Imagine if there was a button on roller coasters that people could press, just as they reached the top of the first hill, that would allow them to stop the ride so they could get off.

Now everyone who got on that roller coaster got on it because they expected to have a lot of fun… But I’m willing to bet if there was a button like that… A LOT OF PEOPLE WOULD PRESS IT AND GET OUT OF THE RIDE.

That’s EXACTLY what happens to many women who haven’t had their first orgasm. So what can you do about it? You need to gain his SEXUAL TRUST so that he can fully SURRENDER himself to you. Once he does that, instead of giving himself permission to come, he’ll hand that permission over to YOU…allow YOU to make the decision to let you go.

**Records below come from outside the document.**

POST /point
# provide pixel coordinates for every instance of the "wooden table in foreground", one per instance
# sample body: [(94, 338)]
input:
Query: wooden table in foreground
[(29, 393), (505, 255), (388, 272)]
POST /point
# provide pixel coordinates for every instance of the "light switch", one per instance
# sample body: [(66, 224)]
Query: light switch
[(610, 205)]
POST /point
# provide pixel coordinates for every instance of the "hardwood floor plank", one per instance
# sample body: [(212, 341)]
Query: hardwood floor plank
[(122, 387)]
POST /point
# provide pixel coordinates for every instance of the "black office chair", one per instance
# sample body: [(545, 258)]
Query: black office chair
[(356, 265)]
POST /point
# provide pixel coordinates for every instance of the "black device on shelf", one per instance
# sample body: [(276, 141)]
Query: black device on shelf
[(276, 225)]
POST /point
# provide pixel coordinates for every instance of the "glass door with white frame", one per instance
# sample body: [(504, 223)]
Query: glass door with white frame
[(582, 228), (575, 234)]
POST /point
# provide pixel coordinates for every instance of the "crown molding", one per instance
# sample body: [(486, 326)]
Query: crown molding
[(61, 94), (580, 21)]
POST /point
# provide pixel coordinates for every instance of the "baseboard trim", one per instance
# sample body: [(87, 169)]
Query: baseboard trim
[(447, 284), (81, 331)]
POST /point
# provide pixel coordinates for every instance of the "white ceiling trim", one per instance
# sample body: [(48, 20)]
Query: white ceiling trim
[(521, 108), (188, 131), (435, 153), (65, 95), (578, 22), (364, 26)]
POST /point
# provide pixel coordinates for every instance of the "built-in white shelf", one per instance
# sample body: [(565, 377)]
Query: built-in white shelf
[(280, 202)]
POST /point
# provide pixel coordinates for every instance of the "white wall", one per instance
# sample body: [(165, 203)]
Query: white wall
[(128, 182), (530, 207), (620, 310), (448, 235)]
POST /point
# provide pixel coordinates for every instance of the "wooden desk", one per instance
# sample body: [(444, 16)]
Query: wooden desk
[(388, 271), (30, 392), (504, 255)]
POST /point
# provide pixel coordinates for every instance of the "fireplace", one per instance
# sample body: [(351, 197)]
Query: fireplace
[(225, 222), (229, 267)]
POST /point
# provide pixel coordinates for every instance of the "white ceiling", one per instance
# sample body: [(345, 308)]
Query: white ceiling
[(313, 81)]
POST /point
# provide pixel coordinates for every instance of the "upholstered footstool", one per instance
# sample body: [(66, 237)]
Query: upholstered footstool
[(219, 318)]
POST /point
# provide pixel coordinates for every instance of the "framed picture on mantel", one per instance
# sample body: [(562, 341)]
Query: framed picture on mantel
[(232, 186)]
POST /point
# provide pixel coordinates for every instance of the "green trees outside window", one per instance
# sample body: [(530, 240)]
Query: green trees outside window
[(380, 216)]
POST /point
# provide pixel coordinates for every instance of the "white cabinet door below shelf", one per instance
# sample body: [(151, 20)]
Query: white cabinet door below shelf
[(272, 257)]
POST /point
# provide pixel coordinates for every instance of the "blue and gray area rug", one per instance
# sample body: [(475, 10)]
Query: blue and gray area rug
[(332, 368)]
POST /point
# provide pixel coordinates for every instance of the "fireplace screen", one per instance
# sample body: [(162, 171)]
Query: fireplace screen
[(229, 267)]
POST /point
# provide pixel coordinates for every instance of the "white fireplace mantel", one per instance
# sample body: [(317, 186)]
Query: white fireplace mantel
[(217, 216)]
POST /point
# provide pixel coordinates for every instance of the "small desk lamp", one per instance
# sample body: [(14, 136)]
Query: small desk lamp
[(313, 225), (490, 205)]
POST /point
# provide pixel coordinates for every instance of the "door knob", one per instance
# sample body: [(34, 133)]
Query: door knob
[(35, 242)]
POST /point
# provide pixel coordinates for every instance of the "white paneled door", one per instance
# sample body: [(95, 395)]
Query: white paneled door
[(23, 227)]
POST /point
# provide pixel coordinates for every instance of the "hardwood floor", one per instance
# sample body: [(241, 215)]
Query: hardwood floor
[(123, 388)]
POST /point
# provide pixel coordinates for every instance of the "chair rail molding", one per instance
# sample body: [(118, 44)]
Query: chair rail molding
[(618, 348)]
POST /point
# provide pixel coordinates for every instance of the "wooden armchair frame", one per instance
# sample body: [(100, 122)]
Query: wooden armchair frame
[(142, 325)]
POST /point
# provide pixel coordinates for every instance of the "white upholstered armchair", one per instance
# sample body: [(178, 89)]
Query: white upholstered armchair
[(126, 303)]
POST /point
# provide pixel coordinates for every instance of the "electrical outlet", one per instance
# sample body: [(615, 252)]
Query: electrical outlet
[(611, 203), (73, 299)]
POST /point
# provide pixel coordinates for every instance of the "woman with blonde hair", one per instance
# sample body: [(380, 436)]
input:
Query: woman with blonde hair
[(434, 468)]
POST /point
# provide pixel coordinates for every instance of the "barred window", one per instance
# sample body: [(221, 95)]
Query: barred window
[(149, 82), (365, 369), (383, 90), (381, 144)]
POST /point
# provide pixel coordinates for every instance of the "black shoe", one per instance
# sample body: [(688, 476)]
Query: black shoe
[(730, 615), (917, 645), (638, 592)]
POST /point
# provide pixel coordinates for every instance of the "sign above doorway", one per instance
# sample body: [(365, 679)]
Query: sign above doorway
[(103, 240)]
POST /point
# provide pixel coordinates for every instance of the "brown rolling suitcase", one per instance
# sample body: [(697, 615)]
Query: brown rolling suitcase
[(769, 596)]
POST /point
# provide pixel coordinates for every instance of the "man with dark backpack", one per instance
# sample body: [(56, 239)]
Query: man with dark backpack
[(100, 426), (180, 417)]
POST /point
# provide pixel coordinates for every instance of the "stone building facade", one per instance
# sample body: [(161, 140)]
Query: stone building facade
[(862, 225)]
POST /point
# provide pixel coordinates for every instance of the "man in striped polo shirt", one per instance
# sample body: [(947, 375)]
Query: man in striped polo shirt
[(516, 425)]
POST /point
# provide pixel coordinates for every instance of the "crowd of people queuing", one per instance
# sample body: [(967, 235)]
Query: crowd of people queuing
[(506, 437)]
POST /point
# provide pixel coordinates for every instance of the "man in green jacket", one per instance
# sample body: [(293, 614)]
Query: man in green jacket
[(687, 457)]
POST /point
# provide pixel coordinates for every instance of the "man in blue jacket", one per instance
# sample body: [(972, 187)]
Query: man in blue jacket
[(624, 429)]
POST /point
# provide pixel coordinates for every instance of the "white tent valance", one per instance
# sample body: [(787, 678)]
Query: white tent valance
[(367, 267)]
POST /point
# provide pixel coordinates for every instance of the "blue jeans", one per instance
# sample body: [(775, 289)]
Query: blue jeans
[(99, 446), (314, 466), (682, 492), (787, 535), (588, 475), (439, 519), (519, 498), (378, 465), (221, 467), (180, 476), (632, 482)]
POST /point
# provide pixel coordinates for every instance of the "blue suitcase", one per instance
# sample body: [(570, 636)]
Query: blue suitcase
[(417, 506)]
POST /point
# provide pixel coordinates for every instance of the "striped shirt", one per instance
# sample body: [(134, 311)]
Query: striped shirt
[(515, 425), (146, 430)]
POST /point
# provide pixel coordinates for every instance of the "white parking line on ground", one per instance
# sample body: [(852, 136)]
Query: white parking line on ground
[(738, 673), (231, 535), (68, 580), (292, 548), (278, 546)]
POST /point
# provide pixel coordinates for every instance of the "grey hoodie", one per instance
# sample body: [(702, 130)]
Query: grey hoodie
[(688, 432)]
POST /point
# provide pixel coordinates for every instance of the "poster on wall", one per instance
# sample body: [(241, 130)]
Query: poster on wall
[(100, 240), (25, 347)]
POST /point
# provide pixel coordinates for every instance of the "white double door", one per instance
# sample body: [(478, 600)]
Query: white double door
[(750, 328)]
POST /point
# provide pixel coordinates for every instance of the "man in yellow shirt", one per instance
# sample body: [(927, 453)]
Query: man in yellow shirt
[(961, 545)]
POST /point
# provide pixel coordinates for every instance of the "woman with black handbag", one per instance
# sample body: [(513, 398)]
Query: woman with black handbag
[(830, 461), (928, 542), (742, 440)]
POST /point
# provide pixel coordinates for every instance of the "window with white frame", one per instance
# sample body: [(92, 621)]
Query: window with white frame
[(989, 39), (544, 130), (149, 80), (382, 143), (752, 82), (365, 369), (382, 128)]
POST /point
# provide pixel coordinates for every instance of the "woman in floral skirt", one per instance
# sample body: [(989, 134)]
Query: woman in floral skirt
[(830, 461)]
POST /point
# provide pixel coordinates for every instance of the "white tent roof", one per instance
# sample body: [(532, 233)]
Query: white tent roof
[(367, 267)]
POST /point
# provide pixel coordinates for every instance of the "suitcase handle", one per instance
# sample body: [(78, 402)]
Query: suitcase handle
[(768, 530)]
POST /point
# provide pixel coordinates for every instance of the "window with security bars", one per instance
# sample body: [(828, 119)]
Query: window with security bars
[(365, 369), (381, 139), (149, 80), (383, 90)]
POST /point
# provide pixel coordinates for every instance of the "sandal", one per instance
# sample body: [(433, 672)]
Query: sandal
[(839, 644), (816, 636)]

Sexual trust, as I define it, is not the same thing as trust in a relationship or the kind of trust issues you talk about when it comes to marital issues. It’s not about honesty or knowing you won’t cheat or hurt her. It’s about her trusting your ability to get her safely to a place where she’ll lose control and get her back safely without her experiencing any weirdness or embarrassment.

Sometimes I use the analogy of an airline pilot.

Would you rather have a pilot who is honest and of the highest integrity… who you could leave alone in a room with a bag full of money and know that he would never give in to temptation?

Or would you rather get on the plane with a guy who may be a bit of a jerk, but has flown thousands of hours in the worst weather conditions and landed planes at the most technically challenging airports during hurricanes without ever having a safety incident?

Who would you trust to drive you home on your next vacation?

Sexual confidence works the same way.

And winning requires competence, trust and determination…as well as tenderness, intimacy and communication.